CASE 2: A 34-year-old male presented with left eye diminution of vision of 1.5 months duration. He was positive for HIV with a CD4 count of 280 cells/mm3 and on anti-retroviral therapy with oral steroids started elsewhere. Visual acuity was 6/6 in right eye and CFCF in left eye. Left eye showed anterior chamber and vitreous cells with extensive active retinitis (pizza pie appearance). AC tap was done and was positive for CMV in PCR assay. Patient was treated with intravitreal ganciclovir and oral valgancyclovir 450 mg BD and by 6 months follow-up, visual acuity was 2/60 in left eye with left eye disc pallor and healed lesions. A Fundus photo of left eye taken elsewhere showed active retinitis inferior to disc and right eye was normal fundus. B Left eye fundus showed extensive retinal necrosis with haemorrhages (pizza pie appearance). C CMV-PCR targeting MTR 2 gene positive. D Fundus photo showing disc pallor with healed retinal lesions post-treatment.
Fig. 4
Fig. 4. Toxoplasma neuroretinitis with choroiditis.

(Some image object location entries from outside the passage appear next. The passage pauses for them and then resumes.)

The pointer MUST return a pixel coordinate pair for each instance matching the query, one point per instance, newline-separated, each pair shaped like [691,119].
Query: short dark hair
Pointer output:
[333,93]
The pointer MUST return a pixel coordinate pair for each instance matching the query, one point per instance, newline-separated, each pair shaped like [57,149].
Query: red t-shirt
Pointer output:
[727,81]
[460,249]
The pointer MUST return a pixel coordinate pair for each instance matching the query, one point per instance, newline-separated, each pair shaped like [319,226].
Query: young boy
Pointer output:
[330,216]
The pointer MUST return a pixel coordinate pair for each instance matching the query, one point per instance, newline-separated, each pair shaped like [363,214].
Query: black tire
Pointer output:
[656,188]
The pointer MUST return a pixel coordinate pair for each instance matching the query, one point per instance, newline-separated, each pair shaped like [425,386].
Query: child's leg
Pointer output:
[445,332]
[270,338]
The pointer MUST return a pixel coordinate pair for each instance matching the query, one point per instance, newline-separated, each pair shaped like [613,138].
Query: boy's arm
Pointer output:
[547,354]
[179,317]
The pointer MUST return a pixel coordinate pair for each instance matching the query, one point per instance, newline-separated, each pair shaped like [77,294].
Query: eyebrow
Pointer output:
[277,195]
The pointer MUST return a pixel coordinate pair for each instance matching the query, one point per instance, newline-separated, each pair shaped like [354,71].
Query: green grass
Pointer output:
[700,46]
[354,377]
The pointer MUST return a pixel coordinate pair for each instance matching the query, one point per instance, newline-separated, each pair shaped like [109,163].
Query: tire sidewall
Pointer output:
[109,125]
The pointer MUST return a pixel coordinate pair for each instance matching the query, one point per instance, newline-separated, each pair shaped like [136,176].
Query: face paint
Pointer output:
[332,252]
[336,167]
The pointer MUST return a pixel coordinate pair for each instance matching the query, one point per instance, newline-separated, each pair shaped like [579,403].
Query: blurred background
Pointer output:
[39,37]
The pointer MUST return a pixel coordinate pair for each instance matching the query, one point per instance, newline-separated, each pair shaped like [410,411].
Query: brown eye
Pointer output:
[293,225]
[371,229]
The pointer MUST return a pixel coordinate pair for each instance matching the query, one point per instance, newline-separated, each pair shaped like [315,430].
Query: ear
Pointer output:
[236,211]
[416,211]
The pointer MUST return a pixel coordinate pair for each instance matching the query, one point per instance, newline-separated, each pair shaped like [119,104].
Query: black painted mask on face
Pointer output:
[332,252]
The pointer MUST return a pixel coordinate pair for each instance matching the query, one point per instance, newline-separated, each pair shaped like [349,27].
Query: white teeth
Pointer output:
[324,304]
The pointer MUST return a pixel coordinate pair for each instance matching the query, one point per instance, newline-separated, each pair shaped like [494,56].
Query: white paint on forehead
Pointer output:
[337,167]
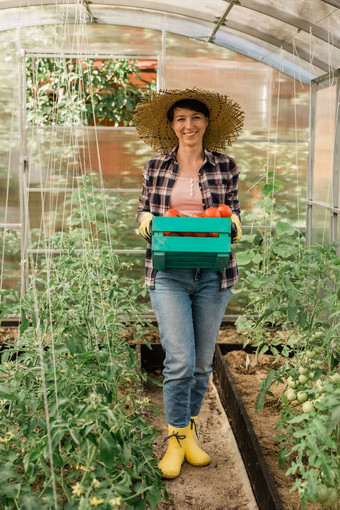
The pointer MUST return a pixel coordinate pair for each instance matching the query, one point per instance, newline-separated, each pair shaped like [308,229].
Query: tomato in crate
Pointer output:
[190,242]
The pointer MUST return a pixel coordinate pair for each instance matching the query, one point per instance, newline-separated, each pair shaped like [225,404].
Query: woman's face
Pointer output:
[189,126]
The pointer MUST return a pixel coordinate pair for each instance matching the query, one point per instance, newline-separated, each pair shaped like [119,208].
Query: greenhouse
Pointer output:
[83,389]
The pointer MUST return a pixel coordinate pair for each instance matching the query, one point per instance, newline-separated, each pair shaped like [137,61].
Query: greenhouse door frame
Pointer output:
[318,84]
[24,159]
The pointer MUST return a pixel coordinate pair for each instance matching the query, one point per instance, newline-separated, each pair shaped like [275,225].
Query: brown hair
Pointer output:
[191,104]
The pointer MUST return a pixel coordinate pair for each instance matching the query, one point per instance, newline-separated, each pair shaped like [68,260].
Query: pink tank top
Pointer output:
[186,196]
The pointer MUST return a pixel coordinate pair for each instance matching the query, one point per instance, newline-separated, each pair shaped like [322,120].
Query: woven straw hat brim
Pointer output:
[225,121]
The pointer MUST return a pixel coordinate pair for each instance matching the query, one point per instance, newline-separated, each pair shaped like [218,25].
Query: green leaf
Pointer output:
[24,322]
[6,393]
[291,312]
[153,497]
[302,318]
[106,448]
[284,228]
[6,472]
[245,257]
[334,419]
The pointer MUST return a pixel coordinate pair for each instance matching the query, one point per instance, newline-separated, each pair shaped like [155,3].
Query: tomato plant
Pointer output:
[72,427]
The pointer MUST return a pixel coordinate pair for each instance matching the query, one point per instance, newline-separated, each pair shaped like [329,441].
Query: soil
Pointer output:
[222,491]
[223,485]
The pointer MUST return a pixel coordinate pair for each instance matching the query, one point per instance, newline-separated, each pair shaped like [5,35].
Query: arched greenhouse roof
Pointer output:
[300,38]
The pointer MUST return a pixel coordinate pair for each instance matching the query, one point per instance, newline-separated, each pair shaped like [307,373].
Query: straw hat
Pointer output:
[225,120]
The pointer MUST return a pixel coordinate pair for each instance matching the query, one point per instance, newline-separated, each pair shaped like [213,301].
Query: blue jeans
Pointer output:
[189,308]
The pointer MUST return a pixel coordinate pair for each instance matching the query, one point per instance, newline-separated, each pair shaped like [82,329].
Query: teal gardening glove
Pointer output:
[236,231]
[145,225]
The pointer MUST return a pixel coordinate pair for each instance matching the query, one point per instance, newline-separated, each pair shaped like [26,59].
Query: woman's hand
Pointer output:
[236,231]
[145,225]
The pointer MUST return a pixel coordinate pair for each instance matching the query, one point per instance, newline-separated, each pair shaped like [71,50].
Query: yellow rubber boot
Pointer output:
[173,459]
[193,453]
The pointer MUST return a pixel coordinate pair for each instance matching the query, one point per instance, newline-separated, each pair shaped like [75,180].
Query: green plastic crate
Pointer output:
[190,252]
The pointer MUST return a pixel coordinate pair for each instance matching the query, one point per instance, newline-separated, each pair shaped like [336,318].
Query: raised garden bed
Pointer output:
[254,432]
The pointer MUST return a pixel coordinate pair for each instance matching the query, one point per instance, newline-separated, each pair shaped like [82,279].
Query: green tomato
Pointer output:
[307,407]
[310,354]
[303,379]
[303,370]
[332,497]
[322,492]
[291,382]
[319,385]
[291,395]
[335,378]
[302,396]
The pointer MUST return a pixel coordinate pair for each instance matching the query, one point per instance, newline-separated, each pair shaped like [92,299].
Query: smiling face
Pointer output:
[189,126]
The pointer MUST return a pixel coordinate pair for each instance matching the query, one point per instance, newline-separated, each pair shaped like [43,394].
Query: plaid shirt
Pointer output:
[218,182]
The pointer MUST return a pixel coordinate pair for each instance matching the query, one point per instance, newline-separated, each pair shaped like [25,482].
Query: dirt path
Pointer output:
[223,485]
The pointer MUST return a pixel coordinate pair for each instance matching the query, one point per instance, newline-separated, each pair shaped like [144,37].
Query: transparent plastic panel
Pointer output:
[9,181]
[320,225]
[9,112]
[288,162]
[10,253]
[93,37]
[178,47]
[324,144]
[268,25]
[110,216]
[274,104]
[319,49]
[309,10]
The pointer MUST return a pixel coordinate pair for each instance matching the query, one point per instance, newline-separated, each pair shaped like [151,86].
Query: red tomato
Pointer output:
[172,213]
[212,212]
[225,211]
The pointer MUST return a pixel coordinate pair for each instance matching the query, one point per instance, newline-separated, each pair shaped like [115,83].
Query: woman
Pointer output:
[188,127]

CASE 3: A 43-year-old male presented with right eye diminution of vision of 2 months duration. Visual acuity was CFCF in right eye and 6/6 in left eye. Anterior segment was unremarkable. Right eye fundus showed vitreous cells, disc oedema, and hard exudates in the posterior pole. Right eye had an active choroiditis lesion adjacent to an old scar in the inferior peripheral retina. Left eye fundus was normal. IgG anti-toxoplasma antibodies were positive while IgM antibodies were negative. Patient was diagnosed as toxoplasma choroiditis with neuroretinitis and treated with tablet Bactrim DS BD and tablet clindamycin 300 mg QID for 6 weeks along with oral steroids. On 3 months follow-up, right eye vision improved to 6/18 with disc pallor and healed toxoplasma lesions. A Right eye fundus photo showed disc oedema with macular fan. B Active choroiditis lesion adjacent to an old scar. C Fundus photo montage showing both disc and retinal findings. D Fundus photo showing disc pallor and healed lesions in the retinal periphery post-treatment.
Fig. 5
Fig. 5. Optic neuropathy associated with mucormycosis.
CASE 4: A 44-year-old male came with complaints of both eyelid swelling, right-sided weakness and diminution of vision in both eyes since 2 months. He had COVID-19 infection few months back and was hospitalised. He also had uncontrolled glycemic levels. MRI brain and orbit showed near complete opacification of right ethmoid, sphenoid, bilateral frontal, and maxillary sinus. The intra-sinus soft tissue displayed isointense signal in T1WI, mixed signal in T2WI and there was extension of soft tissue lesion into the orbital apex. Acute watershed infarct in left MCA–PCA territory was also noted. Endoscopic sinus debridement done elsewhere showed mucormycosis for which he was treated with intravenous amphotericin B followed by oral antifungals. On examination, he had no perception of light in both eyes, the right eye had total ophthalmoplegia with complete ptosis and pale disc, left eye had auto eviscerated globe. He underwent left eye exenteration and right orbital debulking with FESS and was advised to continue oral antifungals under the care of infectious disease specialist. A, B External photo showing fixed globe in right eye and auto eviscerated globe in left eye. C, D MRI brain and orbit – left globe is not visualised, enlarged left extraocular muscles, bilateral perimuscular and retrobulbar fat stranding, necrotic soft tissue in the left superomedial orbit. E Sub-acute left parietal infarct.